Because one of the primary missions of In the Gardens is to feed and empower the hungry, we build bridges with African-Americans, Latinos, immigrants and other food insecure communities in Chicago. We do this through fresh produce donations (80% of our home site harvest) as well as through direct work with schools and communities to create their own edible gardens. We also train interns, largely from the inner city, to bring them income and open them to a potential career in urban farming.
We often work with children and adults who are disenfranchised. We look beyond faith and ethnicity to touch the humanity in one another. This is what I call the work of Echad – of Oneness. It certainly is built on Jewish values, yet it transcends the Jewish community to teach the highest lesson – that we are all one. With a loving, open heart, with the healing of mindfulness practice and the lessons of our hands in the earth, we begin to repair the brokenness, not only in our precious relationship with God’s earth but in our ability to reach out and touch one another as part of God’s global community. More and more of the work I am doing in the congregational setting and with In the Gardens is about this lesson of Echad.

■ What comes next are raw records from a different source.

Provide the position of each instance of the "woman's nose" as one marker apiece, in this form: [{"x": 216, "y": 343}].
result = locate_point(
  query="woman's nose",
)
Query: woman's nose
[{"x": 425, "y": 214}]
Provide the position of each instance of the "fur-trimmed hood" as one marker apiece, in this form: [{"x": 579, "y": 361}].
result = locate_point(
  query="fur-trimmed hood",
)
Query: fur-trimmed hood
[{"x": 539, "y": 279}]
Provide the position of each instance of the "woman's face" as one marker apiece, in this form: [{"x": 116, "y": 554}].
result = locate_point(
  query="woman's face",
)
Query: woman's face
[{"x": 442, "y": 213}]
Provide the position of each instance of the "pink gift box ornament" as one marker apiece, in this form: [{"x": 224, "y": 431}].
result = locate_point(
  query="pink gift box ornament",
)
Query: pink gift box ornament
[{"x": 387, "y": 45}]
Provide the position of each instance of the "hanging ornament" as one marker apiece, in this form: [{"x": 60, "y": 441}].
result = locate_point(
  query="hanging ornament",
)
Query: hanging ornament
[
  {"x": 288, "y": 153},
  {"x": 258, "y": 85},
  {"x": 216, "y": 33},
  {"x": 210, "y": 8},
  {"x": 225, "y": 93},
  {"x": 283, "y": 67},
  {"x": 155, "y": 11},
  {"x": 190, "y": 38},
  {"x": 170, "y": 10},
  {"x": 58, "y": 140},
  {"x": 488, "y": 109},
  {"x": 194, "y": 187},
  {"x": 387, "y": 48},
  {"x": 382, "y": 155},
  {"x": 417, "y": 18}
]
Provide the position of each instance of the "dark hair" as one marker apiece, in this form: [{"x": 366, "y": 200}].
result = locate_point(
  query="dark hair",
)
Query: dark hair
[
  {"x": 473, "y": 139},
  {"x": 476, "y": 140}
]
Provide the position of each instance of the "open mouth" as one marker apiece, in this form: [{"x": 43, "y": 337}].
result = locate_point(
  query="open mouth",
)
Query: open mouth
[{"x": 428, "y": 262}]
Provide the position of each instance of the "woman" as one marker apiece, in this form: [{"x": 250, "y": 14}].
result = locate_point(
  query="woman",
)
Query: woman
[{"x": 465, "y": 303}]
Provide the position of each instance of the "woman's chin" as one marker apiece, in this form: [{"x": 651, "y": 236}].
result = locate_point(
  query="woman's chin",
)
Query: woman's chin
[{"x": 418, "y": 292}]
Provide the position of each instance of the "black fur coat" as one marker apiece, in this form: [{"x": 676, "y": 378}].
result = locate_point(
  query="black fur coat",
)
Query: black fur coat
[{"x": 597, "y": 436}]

It is taught in the Shema [the central prayer of the Jewish people that teaches us that God is One] that we must listen. If we listen closely, we will hear the sound of Oneness.
Rabbi Robin Damsky is the founder of In the Gardens and is the rabbi of Temple Israel Miller in Gary, Indiana. Robin has a BFA in dance, is a licensed medical massage therapist, holds a Masters in Jewish education from JTS, was ordained by American Jewish University and is the mother of Sarah.